Je donne la torche à mon ami pendant que je dévisse à nouveau le bouchon du bidon puis que je verse son contenu. Une fois vidé, je jette un petit coup d'oeil derrière moi. Avec Aurélien, nous hochons la tête en même temps et le flambeau tombe. Il atterrit au milieu des pétales qui s'enflamment instantanément. La fleur se tord pour tenter de faire tomber l'objet mais ça ne change rien. Ses mouvements ne font qu'exciter les flammes qui prennent un plaisir de damné à grignoter la plante.
La fumée monte dans le ciel. Je vais nous poser plus loin avec Aurélien pour éviter d'inhaler les toxiques.
Nous observons tous ensemble la fleur s'effondrer à terre et brûler.
Je sens la main d'Aurélien chercher la mienne. Je l'attrape, me moquant du regard inquisiteur de l'Homme de la Lune.
La chaleur se fait très vite oppressante. Une goutte de sueur coule contre ma tempe alors que la paume de ma main devient toute moite.
J'attends encore quelques instants avant de pointer mon bâton en avant. De l'eau en jaillit et va éteindre le brasier étouffant. Il ne reste ensuite que des cendres noires.
Nord tape dans ses mains.
-Voilà une bonne chose de faite!
Il s'approche ensuite de nous. Ses yeux glissent de nos mains jointent à mes yeux puis à ceux d'Aurélien.
-Vous avez franchi la limite, n'est-ce pas?
Sa question ne sonne pas comme une question.
-C'est à cause de ça que tu n'arrives plus à utiliser tes pouvoirs. L'amour t'a réchauffé le cœur.
-Pourquoi l'amour des enfants n'a pas la même conséquence ?
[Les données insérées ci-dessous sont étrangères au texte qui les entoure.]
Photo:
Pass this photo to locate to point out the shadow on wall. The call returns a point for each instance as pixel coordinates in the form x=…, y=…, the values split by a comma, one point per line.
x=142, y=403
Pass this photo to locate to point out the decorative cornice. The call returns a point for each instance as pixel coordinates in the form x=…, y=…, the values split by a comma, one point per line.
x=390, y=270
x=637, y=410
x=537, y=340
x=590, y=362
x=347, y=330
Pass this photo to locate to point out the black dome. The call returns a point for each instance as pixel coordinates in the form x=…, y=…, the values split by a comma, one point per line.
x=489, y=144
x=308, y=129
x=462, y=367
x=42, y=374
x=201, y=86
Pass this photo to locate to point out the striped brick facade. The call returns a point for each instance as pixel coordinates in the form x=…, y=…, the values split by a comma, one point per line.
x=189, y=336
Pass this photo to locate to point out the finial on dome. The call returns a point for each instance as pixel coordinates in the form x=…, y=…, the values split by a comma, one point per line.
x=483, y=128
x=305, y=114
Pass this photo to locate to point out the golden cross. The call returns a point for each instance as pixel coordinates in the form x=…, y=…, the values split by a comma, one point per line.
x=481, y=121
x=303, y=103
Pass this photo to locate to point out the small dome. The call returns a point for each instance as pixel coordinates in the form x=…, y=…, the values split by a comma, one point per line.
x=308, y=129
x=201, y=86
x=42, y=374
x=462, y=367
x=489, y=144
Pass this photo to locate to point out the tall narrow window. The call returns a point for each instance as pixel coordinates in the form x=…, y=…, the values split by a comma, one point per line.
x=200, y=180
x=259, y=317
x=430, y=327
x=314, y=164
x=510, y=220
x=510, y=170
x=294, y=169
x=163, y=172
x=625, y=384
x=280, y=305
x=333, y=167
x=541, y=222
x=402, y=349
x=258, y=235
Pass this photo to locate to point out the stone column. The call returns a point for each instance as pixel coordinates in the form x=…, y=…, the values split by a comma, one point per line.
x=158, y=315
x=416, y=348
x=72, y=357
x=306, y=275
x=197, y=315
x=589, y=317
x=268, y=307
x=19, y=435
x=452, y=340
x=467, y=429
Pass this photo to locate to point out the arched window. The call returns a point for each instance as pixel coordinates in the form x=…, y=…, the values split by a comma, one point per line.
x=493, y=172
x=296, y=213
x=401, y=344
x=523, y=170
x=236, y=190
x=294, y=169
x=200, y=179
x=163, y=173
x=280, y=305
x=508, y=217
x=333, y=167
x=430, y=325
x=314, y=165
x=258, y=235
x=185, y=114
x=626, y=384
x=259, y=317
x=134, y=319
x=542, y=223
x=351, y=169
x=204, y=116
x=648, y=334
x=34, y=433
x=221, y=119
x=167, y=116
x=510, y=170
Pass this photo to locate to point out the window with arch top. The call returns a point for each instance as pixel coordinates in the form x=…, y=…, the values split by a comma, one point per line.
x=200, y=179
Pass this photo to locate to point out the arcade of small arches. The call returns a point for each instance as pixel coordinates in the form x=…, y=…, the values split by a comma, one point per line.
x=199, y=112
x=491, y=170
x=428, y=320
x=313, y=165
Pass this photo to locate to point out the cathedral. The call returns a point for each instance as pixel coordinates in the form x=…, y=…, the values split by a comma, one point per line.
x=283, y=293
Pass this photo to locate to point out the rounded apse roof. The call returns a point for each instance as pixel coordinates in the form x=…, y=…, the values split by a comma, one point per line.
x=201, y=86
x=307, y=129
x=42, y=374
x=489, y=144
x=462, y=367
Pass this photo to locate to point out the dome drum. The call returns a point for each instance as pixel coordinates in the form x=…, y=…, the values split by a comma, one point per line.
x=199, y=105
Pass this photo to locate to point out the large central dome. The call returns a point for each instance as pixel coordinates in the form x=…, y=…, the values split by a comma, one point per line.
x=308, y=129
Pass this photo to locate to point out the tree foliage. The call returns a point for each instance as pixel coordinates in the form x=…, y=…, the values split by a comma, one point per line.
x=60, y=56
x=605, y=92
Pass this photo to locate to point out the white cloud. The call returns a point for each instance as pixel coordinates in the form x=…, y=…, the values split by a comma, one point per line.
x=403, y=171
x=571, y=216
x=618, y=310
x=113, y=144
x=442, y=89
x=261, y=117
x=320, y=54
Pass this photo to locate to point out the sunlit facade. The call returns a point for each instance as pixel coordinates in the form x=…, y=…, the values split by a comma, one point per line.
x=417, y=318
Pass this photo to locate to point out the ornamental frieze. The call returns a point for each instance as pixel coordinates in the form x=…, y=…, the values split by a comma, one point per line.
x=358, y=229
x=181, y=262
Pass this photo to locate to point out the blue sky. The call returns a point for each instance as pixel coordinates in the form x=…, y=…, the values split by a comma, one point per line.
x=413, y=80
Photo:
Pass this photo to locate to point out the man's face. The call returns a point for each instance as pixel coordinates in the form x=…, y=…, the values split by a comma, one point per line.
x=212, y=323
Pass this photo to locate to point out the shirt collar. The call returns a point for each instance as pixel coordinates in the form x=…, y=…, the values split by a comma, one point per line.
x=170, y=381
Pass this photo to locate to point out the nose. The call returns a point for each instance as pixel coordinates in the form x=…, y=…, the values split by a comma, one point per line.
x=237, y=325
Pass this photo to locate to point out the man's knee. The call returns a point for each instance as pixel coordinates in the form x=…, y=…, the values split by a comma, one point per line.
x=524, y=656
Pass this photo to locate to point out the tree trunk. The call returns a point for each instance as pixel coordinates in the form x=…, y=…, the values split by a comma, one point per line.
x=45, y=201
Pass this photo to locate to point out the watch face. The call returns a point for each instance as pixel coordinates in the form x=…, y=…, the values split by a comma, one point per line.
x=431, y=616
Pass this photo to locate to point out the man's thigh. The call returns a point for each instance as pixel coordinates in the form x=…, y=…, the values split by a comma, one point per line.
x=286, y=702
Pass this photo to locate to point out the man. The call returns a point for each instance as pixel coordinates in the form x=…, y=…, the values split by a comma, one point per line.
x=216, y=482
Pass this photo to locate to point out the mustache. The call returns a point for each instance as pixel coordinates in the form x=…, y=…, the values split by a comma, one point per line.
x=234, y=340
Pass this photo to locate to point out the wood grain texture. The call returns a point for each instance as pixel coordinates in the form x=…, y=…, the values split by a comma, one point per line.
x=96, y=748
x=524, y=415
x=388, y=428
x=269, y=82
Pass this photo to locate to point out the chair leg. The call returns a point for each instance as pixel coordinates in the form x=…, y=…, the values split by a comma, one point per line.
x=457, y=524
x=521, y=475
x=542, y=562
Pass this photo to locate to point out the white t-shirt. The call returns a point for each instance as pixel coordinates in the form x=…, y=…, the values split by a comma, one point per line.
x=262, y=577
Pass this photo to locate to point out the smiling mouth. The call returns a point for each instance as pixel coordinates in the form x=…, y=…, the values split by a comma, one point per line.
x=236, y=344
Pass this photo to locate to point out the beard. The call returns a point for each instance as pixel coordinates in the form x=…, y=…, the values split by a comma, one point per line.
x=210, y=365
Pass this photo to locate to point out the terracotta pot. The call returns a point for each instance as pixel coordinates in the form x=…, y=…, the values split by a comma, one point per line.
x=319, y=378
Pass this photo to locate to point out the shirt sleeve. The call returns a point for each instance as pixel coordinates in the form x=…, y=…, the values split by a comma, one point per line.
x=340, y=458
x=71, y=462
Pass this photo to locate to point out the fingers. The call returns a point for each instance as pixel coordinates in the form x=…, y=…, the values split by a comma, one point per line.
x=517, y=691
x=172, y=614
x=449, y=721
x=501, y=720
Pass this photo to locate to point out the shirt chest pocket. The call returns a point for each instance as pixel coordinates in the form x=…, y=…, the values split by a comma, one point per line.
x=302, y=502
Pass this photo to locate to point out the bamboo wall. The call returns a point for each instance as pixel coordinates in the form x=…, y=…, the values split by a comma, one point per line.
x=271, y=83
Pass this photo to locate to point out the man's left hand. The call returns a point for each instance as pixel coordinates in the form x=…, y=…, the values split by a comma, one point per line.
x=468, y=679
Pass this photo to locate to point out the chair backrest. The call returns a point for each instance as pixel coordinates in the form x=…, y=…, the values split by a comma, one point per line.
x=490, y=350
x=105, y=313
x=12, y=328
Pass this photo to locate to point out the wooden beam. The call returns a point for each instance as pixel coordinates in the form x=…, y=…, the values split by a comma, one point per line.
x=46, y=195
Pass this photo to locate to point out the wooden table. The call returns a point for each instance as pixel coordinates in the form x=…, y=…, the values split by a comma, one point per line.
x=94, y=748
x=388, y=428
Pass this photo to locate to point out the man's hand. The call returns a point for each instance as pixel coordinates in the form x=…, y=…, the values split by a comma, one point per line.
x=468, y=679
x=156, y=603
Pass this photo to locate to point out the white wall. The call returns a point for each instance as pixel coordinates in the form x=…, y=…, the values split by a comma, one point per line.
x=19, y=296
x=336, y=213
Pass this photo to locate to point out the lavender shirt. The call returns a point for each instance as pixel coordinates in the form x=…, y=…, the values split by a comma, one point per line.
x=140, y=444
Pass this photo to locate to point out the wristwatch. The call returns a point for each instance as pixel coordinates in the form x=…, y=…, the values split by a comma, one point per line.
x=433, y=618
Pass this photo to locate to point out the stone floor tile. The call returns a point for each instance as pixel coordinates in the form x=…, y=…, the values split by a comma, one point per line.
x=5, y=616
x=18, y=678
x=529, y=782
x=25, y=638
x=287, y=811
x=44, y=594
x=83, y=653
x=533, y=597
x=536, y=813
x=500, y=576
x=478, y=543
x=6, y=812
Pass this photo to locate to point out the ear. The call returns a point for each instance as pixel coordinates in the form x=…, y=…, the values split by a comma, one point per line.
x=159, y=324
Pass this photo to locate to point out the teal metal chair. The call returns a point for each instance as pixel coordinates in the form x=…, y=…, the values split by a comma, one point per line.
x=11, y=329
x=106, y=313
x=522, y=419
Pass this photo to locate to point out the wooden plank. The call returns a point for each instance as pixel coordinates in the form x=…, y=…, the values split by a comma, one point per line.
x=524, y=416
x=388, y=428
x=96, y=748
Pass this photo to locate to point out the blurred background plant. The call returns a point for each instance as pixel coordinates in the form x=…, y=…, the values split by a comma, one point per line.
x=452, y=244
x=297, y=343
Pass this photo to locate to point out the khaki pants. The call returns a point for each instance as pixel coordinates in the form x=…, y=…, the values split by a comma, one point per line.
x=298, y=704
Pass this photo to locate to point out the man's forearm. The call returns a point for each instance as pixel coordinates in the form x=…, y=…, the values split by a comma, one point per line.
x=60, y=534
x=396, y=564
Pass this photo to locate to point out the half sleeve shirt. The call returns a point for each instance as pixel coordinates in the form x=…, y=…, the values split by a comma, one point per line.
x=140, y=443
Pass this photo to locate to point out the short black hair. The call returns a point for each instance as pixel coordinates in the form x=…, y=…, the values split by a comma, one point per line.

-Les enfants te réchauffent le cœur, certes, mais l'amour de ce jeune homme te réchauffe tout entier. Et puis, il n'y a pas de danger avec les choses pures.
Je fronce les sourcils.
-En quoi les enfants sont plus purs?
-Ne fais pas l'innocent, Jack.
Je baisse les yeux puis les relève pour observer les iris noires d'Aurélien. Je finis par pousser un long soupire.
-J'imagine que mon titre de Gardien va m'être retiré.
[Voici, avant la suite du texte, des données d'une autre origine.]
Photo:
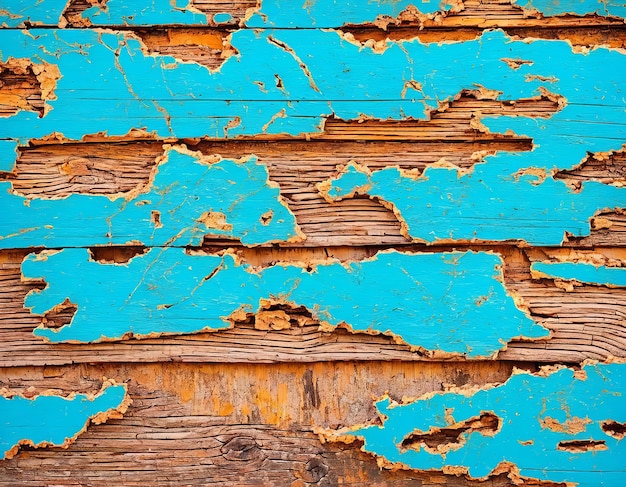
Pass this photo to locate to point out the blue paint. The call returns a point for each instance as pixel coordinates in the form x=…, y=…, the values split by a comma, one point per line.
x=16, y=13
x=588, y=273
x=444, y=205
x=186, y=100
x=52, y=420
x=522, y=404
x=273, y=13
x=451, y=302
x=184, y=189
x=155, y=12
x=604, y=8
x=8, y=155
x=316, y=13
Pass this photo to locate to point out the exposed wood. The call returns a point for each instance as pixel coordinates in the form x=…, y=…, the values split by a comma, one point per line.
x=328, y=98
x=585, y=322
x=235, y=424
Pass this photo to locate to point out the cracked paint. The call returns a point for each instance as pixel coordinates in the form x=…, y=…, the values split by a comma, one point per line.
x=501, y=199
x=549, y=426
x=335, y=70
x=185, y=189
x=454, y=302
x=581, y=272
x=17, y=13
x=605, y=8
x=273, y=13
x=50, y=420
x=444, y=204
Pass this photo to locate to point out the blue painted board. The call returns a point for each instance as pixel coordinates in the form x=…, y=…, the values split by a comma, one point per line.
x=274, y=13
x=324, y=75
x=49, y=420
x=186, y=198
x=539, y=419
x=581, y=272
x=454, y=303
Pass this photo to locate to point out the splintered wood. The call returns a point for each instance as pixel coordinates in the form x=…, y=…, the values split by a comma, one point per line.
x=247, y=243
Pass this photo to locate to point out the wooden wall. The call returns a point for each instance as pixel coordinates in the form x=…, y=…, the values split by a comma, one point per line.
x=312, y=244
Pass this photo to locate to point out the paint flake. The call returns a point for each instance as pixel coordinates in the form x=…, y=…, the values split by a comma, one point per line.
x=443, y=205
x=590, y=118
x=188, y=197
x=49, y=420
x=518, y=441
x=428, y=303
x=581, y=272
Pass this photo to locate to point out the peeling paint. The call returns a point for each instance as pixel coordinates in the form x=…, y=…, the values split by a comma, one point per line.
x=51, y=420
x=178, y=206
x=605, y=8
x=274, y=13
x=454, y=303
x=519, y=442
x=8, y=155
x=188, y=92
x=581, y=272
x=443, y=204
x=17, y=13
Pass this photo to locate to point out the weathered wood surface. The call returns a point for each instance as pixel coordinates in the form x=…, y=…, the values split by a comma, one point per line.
x=317, y=143
x=235, y=424
x=585, y=320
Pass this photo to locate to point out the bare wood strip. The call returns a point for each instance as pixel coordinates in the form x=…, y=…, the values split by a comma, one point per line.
x=586, y=323
x=235, y=425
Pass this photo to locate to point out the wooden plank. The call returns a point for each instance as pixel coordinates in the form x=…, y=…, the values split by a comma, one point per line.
x=559, y=426
x=52, y=420
x=248, y=425
x=355, y=200
x=585, y=321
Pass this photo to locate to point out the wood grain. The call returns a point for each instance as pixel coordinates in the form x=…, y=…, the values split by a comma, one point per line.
x=235, y=424
x=586, y=322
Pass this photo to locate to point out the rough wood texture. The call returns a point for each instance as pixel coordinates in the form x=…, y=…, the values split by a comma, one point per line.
x=308, y=92
x=586, y=322
x=235, y=424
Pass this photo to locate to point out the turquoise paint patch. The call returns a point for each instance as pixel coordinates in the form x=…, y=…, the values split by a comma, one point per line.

Je sens la puissante aura de l'Homme de la Lune au-dessus de nous.
-Les règles sont les règles Jack. Il t'avait prévenu.
-Que vais-je devenir?
-Tu vas perdre ton statut de Gardien car on ne t'estime plus digne de protéger le bonheur des enfants. Ça ne veut pas dire qu'ils vont t'oublier ni que tu vas perdre tes pouvoirs. Mais très sincèrement, nous ne savons pas exactement ce qu'il pourra t'arriver. Jamais personne n'avait perdu son statut jusqu'à aujourd'hui.
Je hoche lentement la tête, la gorge serrée. Lorsque je reprends la parole, ma voix est faible :
-Je vais... Je vais ramener Aurélien chez lui. Il doit reprendre les cours demain.
Les Gardiens hochent la tête.
Aurélien monte sur mon dos et je nous amène loin du lac.
Je savais ce qui allait arriver. C'était beaucoup trop évident. Et même si j'avais commencé à m'y préparer en disant que j'irai de l'avant, la dureté de la réalité s'est imposée en moi. Je me sens vide. J'ai l'impression d'avoir perdu quelque chose d'important et je me demande enfin si je n'ai pas commis une erreur.